No przecież, że ten po lewej.

Wczoraj przez Facebooka i Twittera przetoczyła się prawdziwa burza, kiedy Rafa wrzucił to zdjęcie z podpisem:

Wreszcie mogę to zrobić: przedstawiam Wam mojego brata Tomeu Nadala.

Brata?? Jakiego brata?! Wiemy o wujku, siostrze i o dziewczynie niestety też , ale o bracie w życiu nie słyszałyśmy. Jak niby udało się Rafie ukryć takiego człowieka?! Nie, nie.... jak światu udało się go ukryć? Postawione w stan najwyższej gotowości przystąpiłyśmy do natychmiastowego dochodzenia.

Część tropów prowadziła do rozbitego małżeństwa rodziców Rafy, co wskazywało na brata przyrodniego. Nawet dopatrzyłyśmy się podobieństwa. Później jednak wpadły nam w ręce media hiszpańskie, które szybko wyjaśniły, że jest to jeden wielki żart w ramach promocji PokerStars (bo jeśli nie wiecie jeszcze, Rafa jest też pokerzystą).

 

No ok... ale Rafa i żarty? Przecież on zawsze wygląda na takiego poważnego. Wtedy też natknęłyśmy się na traumatyczną historię pewnego Andy'ego M. (26 l.) z Dunblane. Oto, co Andy'emu przydażyło się w Nowym Jorku:

Siedziałem na kolacji z moją dziewczyną i podczas posiłku, pewnie nie powinienem był tego w ogóle robić, bo sprawdzanie telefonu jest niegrzeczne, ale tak czy inaczej patrzyłem na telefon i spojrzałem na jednego smsa od numeru, którego nie znałem. Był o treści mniej więcej takiej: "O mój Boże, Andy, wyglądasz dziś tak seksownie. Szkoda, że jesteś tu ze swoją dziewczyną". Oczywiście nie powiedziałem najpierw o tym mojej dziewczynie, nie chciałem psuć kolacji, więc schowałem telefon z powrotem do kieszeni. Potem w drodze powrotnej z kolacji dotarło do mnie, kto to. Na pewno przez cały czas obserwował mnie z daleka, jak czytam tego smsa i widział moją minę i nic mi nie powiedział.

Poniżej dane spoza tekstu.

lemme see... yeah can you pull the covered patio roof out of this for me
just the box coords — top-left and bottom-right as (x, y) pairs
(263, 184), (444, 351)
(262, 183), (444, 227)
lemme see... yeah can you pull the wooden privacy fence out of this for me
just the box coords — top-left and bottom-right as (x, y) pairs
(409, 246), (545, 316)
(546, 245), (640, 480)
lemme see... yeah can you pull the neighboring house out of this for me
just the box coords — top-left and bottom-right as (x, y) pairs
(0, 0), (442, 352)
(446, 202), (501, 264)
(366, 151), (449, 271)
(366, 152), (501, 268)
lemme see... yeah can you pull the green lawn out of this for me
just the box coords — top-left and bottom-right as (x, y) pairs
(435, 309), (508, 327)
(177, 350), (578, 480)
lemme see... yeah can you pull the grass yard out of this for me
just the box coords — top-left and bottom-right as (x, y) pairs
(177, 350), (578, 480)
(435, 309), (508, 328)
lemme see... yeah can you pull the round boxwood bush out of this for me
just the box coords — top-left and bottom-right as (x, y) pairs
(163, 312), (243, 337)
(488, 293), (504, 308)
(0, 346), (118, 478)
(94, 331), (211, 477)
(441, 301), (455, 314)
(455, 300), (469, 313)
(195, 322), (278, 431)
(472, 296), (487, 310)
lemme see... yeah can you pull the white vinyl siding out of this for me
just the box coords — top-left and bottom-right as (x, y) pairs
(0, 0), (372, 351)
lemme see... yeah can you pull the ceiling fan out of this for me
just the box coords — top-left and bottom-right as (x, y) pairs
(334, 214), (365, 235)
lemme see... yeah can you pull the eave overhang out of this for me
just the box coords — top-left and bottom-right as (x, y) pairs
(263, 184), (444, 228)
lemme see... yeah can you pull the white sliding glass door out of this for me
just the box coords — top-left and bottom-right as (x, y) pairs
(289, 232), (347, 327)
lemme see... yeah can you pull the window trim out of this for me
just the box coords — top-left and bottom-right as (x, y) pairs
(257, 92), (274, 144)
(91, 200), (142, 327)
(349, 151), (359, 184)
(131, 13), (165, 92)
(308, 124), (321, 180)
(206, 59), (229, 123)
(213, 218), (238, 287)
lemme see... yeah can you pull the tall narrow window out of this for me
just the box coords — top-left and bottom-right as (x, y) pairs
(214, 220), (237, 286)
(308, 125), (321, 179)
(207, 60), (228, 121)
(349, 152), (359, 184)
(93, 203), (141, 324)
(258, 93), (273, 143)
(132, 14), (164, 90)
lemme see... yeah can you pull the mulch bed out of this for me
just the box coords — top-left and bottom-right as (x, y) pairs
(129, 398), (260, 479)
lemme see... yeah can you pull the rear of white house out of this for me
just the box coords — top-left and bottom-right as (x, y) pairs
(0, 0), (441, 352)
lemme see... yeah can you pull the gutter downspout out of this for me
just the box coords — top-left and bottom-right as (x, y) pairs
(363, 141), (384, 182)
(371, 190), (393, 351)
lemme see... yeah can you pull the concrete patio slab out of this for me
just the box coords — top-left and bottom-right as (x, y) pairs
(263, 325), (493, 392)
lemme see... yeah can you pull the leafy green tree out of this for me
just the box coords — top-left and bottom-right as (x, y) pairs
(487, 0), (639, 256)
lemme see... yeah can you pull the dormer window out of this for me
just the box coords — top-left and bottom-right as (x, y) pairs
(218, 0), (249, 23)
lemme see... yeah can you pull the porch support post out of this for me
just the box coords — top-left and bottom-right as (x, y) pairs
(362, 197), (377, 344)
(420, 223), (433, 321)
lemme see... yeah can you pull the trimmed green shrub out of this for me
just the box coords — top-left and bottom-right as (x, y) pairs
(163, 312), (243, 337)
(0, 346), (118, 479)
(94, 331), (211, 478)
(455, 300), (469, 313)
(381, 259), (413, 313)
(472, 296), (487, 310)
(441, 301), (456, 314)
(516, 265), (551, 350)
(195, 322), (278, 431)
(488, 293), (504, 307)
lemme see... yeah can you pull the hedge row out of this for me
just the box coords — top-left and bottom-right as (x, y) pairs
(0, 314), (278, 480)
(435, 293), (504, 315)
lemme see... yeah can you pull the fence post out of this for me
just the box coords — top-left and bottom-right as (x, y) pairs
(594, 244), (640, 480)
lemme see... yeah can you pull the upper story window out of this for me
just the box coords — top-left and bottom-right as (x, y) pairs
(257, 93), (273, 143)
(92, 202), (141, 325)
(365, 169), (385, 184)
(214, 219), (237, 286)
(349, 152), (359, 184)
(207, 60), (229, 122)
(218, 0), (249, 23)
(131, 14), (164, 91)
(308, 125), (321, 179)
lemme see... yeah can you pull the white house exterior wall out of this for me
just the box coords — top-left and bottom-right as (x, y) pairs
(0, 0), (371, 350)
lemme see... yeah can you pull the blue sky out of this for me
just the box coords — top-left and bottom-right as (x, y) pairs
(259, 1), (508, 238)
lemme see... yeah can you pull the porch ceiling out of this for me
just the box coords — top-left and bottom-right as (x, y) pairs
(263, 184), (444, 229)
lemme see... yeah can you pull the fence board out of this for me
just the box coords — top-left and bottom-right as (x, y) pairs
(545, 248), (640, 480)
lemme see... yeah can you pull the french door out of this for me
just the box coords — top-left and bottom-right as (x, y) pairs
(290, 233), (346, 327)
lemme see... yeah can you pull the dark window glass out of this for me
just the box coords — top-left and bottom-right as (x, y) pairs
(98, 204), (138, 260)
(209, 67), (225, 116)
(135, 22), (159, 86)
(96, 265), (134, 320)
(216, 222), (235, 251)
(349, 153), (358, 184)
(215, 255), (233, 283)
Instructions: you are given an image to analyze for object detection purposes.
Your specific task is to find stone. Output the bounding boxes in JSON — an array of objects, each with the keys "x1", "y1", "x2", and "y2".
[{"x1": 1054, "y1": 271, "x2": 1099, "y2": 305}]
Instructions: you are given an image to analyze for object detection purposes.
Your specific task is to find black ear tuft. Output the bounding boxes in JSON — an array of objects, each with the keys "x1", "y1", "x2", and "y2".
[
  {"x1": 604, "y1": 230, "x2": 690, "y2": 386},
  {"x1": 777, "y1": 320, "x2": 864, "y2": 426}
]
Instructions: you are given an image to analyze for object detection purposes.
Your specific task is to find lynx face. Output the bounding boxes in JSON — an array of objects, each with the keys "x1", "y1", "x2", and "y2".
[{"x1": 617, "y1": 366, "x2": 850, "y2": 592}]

Andy nie zdradził, jakim cudem wydedukował, że to akurat Rafa jest takim żartownisiem, ale to w tej historii jest chyba najmniej istotne. Istotny wniosek jest taki, że Rafy żarty się jednak trzymają. Chyba dałyśmy się wkręcić.

No ale oni przecież NAPRAWDĘ są podobni!!!